To solve the expression [tex]\( a^2 - 5b \)[/tex], follow these steps:
1. Identify Variables: Recognize that [tex]\( a \)[/tex] and [tex]\( b \)[/tex] are variables.
2. Understand the Expression: The given expression is in the form of:
[tex]\[
a^2 - 5b
\][/tex]
Here, [tex]\( a \)[/tex] is squared, which means [tex]\( a \)[/tex] is multiplied by itself (i.e., [tex]\( a \times a \)[/tex]). The term [tex]\( 5b \)[/tex] means that [tex]\( b \)[/tex] is multiplied by 5.

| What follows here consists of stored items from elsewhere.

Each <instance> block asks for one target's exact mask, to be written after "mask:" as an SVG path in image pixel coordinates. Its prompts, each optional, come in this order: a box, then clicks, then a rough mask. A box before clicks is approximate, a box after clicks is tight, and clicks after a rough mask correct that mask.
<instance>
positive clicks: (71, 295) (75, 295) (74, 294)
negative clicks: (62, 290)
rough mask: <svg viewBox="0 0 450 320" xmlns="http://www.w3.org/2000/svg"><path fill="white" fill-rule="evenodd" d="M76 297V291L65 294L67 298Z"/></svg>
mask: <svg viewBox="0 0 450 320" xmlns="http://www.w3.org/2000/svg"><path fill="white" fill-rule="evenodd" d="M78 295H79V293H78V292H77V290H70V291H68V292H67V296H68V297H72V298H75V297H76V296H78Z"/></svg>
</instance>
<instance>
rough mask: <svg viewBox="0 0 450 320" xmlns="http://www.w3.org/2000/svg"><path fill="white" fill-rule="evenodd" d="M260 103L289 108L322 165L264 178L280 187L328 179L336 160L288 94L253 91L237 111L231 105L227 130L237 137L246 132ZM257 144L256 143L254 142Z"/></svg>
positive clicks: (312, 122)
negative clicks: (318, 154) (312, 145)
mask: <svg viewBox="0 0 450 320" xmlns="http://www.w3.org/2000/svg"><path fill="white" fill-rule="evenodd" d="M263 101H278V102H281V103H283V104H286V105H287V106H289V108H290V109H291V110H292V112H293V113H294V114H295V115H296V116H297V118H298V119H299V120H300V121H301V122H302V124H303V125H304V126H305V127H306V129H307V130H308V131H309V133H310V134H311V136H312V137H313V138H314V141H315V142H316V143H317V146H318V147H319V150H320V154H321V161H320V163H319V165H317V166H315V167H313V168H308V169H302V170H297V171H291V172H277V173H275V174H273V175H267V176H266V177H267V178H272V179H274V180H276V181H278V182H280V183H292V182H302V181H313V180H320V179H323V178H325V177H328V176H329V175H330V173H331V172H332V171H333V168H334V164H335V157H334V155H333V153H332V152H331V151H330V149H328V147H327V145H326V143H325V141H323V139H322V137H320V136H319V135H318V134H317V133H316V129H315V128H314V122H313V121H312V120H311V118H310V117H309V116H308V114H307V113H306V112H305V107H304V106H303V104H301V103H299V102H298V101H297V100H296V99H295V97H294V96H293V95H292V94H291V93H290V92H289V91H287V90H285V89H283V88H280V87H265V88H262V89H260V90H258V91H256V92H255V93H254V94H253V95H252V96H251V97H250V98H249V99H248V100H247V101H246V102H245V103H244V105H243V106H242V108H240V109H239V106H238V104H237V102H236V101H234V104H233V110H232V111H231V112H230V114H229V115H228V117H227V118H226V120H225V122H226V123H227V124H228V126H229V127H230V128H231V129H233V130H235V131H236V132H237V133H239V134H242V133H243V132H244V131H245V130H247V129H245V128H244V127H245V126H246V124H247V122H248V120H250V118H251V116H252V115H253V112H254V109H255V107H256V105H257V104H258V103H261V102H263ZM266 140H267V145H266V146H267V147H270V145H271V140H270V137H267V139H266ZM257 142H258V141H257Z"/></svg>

3. Simplify the Expression: The expression [tex]\( a^2 \)[/tex] remains as it is, indicating the square of [tex]\( a \)[/tex]. The term [tex]\( -5b \)[/tex] indicates that [tex]\( 5b \)[/tex] is subtracted from [tex]\( a^2 \)[/tex].
4. Result: The simplified form of the expression is:
[tex]\[
a^2 - 5b
\][/tex]
So, the simplified form of the given expression is [tex]\( a^2 - 5b \)[/tex]. This conclusion is drawn based on understanding the individual components and their operations in the expression.